Dabei ist noch gar nichts entschieden, wie man feststellt, wenn man weiterliest:
»Im Streit über die Finanzplanung der EU hatte Bundeskanzler Gerhard Schröder am Donnerstag abend erstmals Kompromißbereitschaft signalisiert. Nach einem Treffen mit dem luxemburgischen Ministerpräsidenten und EU-Ratspräsidenten Jean-Claude Juncker sagte Schröder: „Deutschland ist bereit, sich zu bewegen.”«
Schröder soll also Kompromißbereitschaft signalisiert haben, meint die FAZ, aber hat er das wörtlich gesagt? Nein, denn sonst hätte sie es geschrieben.; so bleibt es nur bei einem zusammenhanglosen Zitat. Doch selbst eine Kompromißbereitschaft ist noch lange keine Zusage, denn:
»Ohne ein Einlenken Großbritanniens im Rabattstreit ist nach den Worten eines ranghohen deutschen Regierungsvertreters ein Kompromiß für die künftige EU-Finanzausstattung nicht möglich.«
Schließlich darf die FDP-Europaabgeordnete Silvana Koch-Mehrin ebenfalls nach dem „Strohmann-Prinzip“ vorgehen:
Sie »sagte in Berlin, Schröder müsse bei jeder Veränderung der Zahlungen zuvor den Deutschen Bundestag konsultieren. Überdies bestehe keine Not, diese Frage jetzt zu entscheiden. Schröders Einlassungen in dem Budgetstreit nannte sie „einen kläglichen Versuch, sich Unterstützung für Europa zu kaufen”.«
Allerdings: Weder ist über „Veränderung der Zahlungen“ entschieden noch ist klar, was mit „Schröders Einlassungen in dem Budgetstreit“ gemeint ist: die angebliche Finanzzusage?

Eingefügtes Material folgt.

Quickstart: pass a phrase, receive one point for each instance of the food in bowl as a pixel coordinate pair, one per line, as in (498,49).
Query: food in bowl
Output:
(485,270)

Ob bei solch einer Voreingenommenheit noch jemand den letzten Satz wahrnimmt? Denn dieser zeigt Deutschlands Haltung:
»Brüsseler Nettozahler wie Deutschland pochten in dem seit längerem schwelenden Streit dagegen auf eine strikte Begrenzung bei 1,0 Prozent.«
Es scheint so, als habe man dem klugen Leserkopf, der angeblich hinter der FAZ-Zeitung steckt, kräftig bei seiner Meinungsbildung nachhelfen wollen.
Marco
PS: Daß ich überhaupt auf diesen Beitrag eingehe, liegt daran, daß ich ihn zuerst las und später zufällig MDR aktuell schaute. Dort klang die Sache eher so, als wollten Schröder und Chirac nicht noch mehr in die EU zahlen.